Wespen gehören wie Bienen zu den ökologisch und ökonomisch wichtigsten Lebewesen: Beide bestäuben, aber Wespen halten auch Schädlinge im Zaum und dezimieren Insekten, die Krankheiten übertragen können. Trotzdem haben sie ein schlechtes Image. Diesen Umstand haben Forschende des University College London (UCL) mit einer Studie beleuchtet.

«Es ist klar, dass wir eine unterschiedliche emotionale Bindung zu Wespen als zu Bienen haben», sagte Studienleiterin Seirian Sumner gemäss einer Mitteilung des UCL vom Dienstag. «Wir leben seit langem in Harmonie mit Bienen zusammen und haben einige Arten domestiziert.» Die Interaktionen zwischen Menschen und Wespen seien hingegen meist wenig harmonisch. Sumner nennt ruinierte Picknicks und Wespennester an Wohnhäusern als Beispiele.         

Um das Image von Bienen und Wespen näher zu beleuchten, führten die Forschenden eine Umfrage durch, an der rund 750 Personen aus 46 Ländern teilnahmen – über zwei Drittel davon aus Grossbritannien. Darin ging es um ihre Wahrnehmung von Insekten, wie Schmetterlingen, Fliegen, Bienen und Wespen. Die Befragten sollten drei Wörter nennen, um diese Insektengruppen zu beschreiben, und sollten bewerten, wie sie sich beim Anblick derselben fühlten – egal wie wichtig sie für das Ökosystem seien.
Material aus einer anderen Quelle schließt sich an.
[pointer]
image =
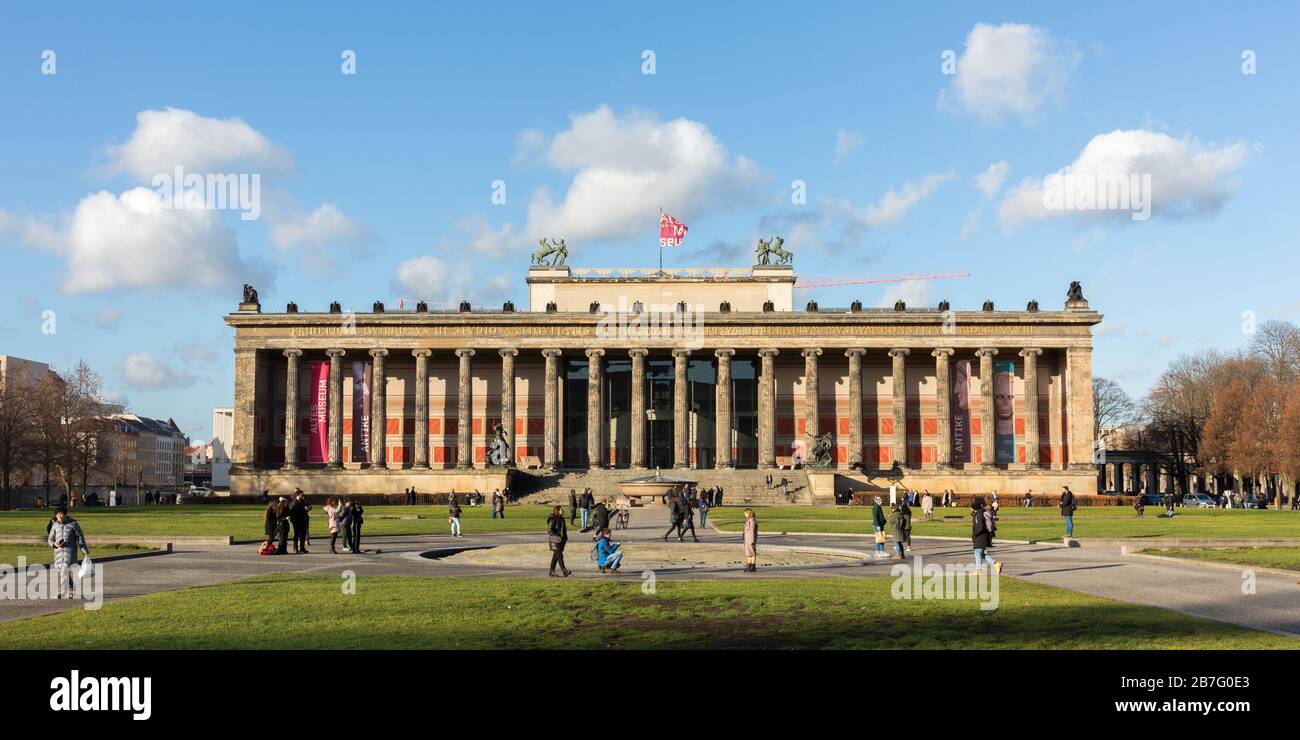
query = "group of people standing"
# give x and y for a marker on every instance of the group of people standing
(282, 515)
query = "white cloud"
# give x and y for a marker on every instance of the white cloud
(845, 143)
(625, 168)
(107, 317)
(1187, 177)
(991, 180)
(133, 242)
(895, 204)
(147, 372)
(1013, 69)
(169, 138)
(914, 293)
(324, 226)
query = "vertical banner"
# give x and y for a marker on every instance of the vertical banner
(961, 412)
(317, 436)
(360, 412)
(1004, 411)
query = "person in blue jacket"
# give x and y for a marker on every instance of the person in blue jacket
(607, 554)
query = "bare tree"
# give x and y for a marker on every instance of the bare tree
(1112, 407)
(17, 422)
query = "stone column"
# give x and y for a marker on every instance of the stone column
(421, 407)
(722, 410)
(638, 407)
(336, 407)
(594, 380)
(550, 410)
(291, 409)
(856, 406)
(811, 410)
(1078, 388)
(464, 411)
(986, 406)
(767, 410)
(898, 383)
(1031, 406)
(378, 411)
(507, 401)
(242, 451)
(944, 398)
(680, 410)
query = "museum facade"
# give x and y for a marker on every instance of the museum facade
(713, 370)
Missverstanden und wenig erforscht  
Tatsächlich zeigte sich die bereits vermutete universelle Abneigung gegenüber Wespen in den Antworten der Befragten, wie die Wissenschaftler im Fachblatt «Ecological Entomology» berichten.         

Gründe dafür seien sehr wahrscheinlich ein mangelndes Interesse an Naturthemen und Unwissenheit um die ökologische Rolle von Wespen, hiess es in der Mitteilung. Schmetterlinge erhielten die höchste emotionale Bewertung, dicht gefolgt von Bienen. In der Gesamtwertung waren Bienen jedoch am beliebtesten.        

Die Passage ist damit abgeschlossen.